Amplifiers 298, 388 are supplied from a low voltage (7 V) node 147 so that transistors 306, 308 can never be reverse biased more than 7 V. This would exceed the maximum reverse base-emitter voltage. When power is first applied to ballast 10, or when it comes out of EO mode, the output voltage should start from zero. To ensure this, the current through resistor 300 must be negative, or at worst, non-positive at the time the output of comparator 286 goes high, enabling the output stage. By taking the non-inverting input of amplifier 298 to a small positive voltage at the junction between resistors 404, 406 (yet to be explained) and pulling the junction of resistors 300, 302 down near zero by diode 292 to comparator 286, the current in resistor 300 will start negative.

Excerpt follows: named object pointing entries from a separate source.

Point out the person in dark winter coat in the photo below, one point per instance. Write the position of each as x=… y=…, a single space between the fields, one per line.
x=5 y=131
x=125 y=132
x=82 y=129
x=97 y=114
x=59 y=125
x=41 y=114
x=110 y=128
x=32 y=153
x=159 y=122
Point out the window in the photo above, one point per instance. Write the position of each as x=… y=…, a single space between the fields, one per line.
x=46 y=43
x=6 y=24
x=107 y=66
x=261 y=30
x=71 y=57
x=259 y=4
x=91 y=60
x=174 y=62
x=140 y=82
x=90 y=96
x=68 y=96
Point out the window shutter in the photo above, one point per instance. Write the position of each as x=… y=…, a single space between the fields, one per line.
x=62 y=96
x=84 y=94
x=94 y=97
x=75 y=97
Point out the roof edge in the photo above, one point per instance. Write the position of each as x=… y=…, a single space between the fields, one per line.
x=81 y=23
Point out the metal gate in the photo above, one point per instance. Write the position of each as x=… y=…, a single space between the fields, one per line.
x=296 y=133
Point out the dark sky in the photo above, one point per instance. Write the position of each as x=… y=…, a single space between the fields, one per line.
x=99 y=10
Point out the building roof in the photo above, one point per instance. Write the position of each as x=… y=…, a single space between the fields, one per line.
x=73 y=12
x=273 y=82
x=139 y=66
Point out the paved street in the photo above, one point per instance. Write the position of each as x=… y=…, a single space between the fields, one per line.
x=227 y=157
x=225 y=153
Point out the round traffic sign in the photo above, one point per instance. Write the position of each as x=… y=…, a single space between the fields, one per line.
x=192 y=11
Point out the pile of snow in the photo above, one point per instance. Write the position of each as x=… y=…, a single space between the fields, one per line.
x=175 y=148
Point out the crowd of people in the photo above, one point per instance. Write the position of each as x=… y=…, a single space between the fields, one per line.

When the output of comparator 286 is low, it discharges capacitor 296 via diode 292 and resistor 294. Resistor 294 has to be included to allow the output of comparator 286 to fall rapidly when the voltage on terminal 44 drops at power down. (It is damaging to switch 348 for it to have intermediate gate voltages for any extended period.)
With capacitor 296 discharged and the current through resistor 300 negative, the output voltage will be very low. When the output of comparator 286 goes high, capacitor 296 charges through resistors 294, 302 toward a steady state when no further current flows into capacitor 296. This charging time constant is set to allow the correct heater sequence described previously. The steady state is a function of the voltage on node 147, as determined by the voltage in resistor 300 less the voltage of the junction of resistors 404, 406 divided by the value of resistors 300+302.
Once the arcs have struck, the ballast is controlled by currents in resistors 398, 412, representing the desired arc current. Resistor 412 provides a small standing current to set the minimum arc current to be flowing when potentiometer 396 is set to zero and/or the external dimming signal is at extreme dim.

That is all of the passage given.